Beautiful Canvas

Beautiful Canvas
Beautiful Canvas review
  • North American Publisher / ISBN: Black Mask - 978-1-62875-182-6
  • Release date: 2015
  • UPC: 9781628751826
  • Contains adult content?: yes
  • Does this pass the Bechdel test?: yes
  • Positive minority portrayal?: yes

Beautiful Canvas mixes all the right ingredients for a first rate crime thriller, but doesn’t make it to the finish line because Ryan K. Lindsay tries too hard and ends up vastly inflating something that would have been better kept simple and atmospheric.

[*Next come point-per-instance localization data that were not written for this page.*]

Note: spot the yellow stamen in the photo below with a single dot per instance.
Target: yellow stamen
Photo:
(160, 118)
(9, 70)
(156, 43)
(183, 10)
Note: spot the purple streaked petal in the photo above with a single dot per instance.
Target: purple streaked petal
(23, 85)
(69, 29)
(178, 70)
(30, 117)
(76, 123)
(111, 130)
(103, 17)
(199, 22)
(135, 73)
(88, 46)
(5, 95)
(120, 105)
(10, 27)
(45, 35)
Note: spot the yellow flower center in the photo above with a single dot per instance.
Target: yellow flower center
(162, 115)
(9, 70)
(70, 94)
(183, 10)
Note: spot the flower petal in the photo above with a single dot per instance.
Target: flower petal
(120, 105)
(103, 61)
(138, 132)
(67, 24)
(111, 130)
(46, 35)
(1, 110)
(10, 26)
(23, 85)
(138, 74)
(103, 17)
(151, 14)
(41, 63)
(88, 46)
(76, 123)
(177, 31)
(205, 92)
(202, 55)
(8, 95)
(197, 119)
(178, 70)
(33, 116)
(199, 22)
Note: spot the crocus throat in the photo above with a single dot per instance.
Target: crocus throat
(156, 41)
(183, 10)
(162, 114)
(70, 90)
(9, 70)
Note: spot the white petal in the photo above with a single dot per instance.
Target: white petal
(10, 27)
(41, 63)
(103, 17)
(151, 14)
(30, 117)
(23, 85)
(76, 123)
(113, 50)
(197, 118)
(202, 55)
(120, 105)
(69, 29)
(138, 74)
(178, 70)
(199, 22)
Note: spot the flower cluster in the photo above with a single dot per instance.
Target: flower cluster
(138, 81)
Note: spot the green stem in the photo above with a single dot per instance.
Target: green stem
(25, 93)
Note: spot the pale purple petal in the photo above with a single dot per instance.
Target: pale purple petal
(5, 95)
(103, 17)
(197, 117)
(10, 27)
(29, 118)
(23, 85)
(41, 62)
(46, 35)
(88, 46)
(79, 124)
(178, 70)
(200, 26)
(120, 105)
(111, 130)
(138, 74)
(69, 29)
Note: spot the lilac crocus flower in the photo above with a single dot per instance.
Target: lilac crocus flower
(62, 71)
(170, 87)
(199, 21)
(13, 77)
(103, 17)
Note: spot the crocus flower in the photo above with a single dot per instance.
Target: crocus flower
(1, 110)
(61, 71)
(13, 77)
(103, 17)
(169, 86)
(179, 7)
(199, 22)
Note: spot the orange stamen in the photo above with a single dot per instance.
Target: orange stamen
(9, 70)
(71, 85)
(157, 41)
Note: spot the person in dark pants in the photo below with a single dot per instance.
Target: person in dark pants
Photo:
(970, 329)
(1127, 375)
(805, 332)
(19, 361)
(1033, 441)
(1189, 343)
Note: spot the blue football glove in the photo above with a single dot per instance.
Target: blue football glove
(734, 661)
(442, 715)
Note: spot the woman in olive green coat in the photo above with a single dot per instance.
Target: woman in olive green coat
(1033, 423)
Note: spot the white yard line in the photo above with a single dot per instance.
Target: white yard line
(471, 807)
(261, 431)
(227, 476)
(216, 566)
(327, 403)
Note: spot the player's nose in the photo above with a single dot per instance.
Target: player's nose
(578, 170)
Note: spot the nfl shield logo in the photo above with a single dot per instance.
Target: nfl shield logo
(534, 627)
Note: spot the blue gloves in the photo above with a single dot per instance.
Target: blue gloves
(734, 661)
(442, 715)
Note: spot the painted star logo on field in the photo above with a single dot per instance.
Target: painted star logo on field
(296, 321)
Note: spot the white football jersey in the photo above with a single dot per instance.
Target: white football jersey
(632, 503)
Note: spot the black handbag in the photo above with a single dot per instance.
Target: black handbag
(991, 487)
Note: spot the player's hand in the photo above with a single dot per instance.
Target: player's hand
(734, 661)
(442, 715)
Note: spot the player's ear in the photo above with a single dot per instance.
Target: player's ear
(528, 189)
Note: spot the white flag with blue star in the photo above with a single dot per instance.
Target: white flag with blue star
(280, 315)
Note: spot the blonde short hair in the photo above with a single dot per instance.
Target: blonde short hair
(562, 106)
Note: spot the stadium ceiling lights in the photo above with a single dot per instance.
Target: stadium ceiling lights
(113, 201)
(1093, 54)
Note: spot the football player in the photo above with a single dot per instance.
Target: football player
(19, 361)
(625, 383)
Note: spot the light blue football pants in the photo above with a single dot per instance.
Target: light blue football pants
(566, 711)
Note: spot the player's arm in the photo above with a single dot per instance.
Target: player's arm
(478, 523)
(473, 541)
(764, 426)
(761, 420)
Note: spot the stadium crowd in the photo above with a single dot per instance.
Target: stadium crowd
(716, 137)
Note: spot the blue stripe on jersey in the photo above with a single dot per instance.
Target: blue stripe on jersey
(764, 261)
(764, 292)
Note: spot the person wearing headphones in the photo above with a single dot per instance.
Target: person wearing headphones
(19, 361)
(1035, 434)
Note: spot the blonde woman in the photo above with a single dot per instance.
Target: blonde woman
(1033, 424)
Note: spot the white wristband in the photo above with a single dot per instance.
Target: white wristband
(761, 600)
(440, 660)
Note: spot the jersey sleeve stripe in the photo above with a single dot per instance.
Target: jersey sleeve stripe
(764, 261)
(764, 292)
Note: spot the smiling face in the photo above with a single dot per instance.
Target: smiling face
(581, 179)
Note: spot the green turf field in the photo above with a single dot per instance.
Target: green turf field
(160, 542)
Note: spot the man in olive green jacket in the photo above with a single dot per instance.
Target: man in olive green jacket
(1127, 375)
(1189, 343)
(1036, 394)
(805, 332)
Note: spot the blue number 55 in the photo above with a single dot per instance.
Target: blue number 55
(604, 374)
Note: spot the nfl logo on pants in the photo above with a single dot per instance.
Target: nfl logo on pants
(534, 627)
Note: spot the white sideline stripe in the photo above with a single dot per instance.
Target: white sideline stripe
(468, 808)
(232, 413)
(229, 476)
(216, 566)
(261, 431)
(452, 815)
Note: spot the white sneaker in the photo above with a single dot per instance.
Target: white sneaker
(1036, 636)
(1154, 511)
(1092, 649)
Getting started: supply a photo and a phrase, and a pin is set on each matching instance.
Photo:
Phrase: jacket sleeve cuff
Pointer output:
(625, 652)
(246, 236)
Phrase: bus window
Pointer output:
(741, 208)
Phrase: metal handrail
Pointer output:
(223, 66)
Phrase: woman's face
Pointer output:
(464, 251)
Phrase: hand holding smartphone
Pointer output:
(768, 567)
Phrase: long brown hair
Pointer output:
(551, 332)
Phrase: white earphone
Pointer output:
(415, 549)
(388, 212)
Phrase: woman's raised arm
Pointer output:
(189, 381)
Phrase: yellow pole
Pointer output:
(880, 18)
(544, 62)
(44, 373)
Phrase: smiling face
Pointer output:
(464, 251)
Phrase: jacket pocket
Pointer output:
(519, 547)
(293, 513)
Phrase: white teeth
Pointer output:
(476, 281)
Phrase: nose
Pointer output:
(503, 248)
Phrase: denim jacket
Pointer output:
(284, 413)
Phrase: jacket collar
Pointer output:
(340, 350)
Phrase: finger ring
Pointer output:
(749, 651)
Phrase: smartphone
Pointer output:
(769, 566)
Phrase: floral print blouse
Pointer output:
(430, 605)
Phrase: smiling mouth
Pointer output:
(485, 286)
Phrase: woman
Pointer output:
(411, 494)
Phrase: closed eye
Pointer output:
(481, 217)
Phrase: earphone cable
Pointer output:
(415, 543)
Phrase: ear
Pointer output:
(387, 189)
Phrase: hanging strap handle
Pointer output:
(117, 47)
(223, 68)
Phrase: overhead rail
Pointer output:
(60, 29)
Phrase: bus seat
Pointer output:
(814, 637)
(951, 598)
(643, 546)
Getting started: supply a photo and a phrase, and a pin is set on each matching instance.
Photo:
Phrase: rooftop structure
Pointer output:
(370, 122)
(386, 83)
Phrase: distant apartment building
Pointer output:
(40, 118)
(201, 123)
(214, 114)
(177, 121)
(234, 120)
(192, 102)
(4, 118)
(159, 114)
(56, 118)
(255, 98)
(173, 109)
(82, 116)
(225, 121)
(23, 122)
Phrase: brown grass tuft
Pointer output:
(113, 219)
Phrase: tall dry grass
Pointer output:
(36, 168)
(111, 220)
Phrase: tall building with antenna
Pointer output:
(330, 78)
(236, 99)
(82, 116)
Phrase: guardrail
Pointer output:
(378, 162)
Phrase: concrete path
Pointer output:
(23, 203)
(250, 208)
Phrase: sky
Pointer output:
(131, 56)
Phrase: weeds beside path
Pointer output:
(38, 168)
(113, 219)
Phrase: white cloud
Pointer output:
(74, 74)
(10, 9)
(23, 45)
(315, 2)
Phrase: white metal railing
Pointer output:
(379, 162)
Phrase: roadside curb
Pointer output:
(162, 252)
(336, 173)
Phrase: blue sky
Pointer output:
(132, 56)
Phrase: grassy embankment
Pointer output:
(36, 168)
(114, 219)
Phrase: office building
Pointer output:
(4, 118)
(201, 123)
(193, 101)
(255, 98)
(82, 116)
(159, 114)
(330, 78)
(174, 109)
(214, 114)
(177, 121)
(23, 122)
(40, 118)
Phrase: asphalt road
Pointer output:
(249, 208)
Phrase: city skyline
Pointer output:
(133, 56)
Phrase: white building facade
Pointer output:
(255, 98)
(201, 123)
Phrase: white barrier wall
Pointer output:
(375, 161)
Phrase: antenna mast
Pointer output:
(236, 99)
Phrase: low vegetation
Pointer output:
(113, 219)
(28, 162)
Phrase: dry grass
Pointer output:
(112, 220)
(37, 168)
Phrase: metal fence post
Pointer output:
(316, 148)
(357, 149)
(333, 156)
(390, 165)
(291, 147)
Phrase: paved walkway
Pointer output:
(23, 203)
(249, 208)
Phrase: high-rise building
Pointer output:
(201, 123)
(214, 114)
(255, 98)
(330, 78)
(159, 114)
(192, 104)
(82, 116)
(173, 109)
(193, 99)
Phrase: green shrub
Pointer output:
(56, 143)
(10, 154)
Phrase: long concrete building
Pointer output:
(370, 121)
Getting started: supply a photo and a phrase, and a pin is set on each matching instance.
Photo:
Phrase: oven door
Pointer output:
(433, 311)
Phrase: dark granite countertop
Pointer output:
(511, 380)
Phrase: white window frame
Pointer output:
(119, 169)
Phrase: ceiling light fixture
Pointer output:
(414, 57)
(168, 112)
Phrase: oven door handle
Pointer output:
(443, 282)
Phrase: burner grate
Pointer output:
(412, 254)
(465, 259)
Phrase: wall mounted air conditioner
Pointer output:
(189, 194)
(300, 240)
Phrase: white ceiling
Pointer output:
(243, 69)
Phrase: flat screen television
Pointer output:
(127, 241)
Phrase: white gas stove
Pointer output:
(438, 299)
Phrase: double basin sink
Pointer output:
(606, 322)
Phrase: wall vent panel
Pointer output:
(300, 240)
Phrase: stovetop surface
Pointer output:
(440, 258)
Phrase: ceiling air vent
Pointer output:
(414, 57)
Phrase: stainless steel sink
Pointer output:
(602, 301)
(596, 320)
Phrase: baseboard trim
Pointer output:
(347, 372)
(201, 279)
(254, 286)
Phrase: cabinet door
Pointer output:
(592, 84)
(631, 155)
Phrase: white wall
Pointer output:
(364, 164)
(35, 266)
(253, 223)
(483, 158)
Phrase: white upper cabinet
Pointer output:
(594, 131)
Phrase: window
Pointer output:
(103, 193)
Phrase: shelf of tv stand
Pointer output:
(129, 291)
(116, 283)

Events begin with a conversation between hitwoman Lon and obnoxious billionaire Milla, for whom she takes on hits. Milla has a new target and Sami Kivelä’s impressive sample page shows that assignment being carried out. However, when it comes to killing the infant child on the premises, Lon has a crisis of conscience, and instead makes off with him. That all works very nicely. Milla’s an amoral specimen who enjoys torturing people, and sends a photographer around after her assigned hits to create art from the resulting scene, which is whimsical, but not too far removed from the eccentricity of a James Bond villain. It adds colour, although expounding her theories of art confirms her as a crashing bore. Lon being haunted by the ghost of a little girl is fine also, as tormented killers have a greater presence, and her girlfriend Asia is sympathetic. The introduction of super powers, however, shunts something with the neat, enclosed parameters of a character-based crime story into anything can happen territory. There’s very little about the basic story needing super powers, and making it bigger doesn’t make it better. We also have to contend with the hyper-reality of Lindsay’s dialogue, where it’s never enough that people speak or explain where necessary. He imposes character clumsily, people spouting hollow soundbites. He even calls himself on it at one point – how very meta – but doesn’t stop. Right at the end he notes a character is overthinking. Yeah.

It’s not that the ideas associated with the superheroes are bad, they’re just forced into the wrong story because Lindsay wants to make a bigger impression, everything screaming self-awareness, yet reading like a Grant Morrison pastiche. That good impression is stolen by Kivelä’s unpretentious art, everything clear, everything solid and everything appealing. He incorporates smart visual effects, draws attractive people, and the vibrant colour of Triona Campbell is the cherry on the cake.

As pages turn, the scenario keeps escalating and the smug dialogue continues to a finish that doesn’t work because Lindsay presents the one in a thousand sequence of events rather than the one in two. There’s honestly more fun in concocting the viable alternatives than reading it through. Kivela, though, is an artist to anticipate on a better project.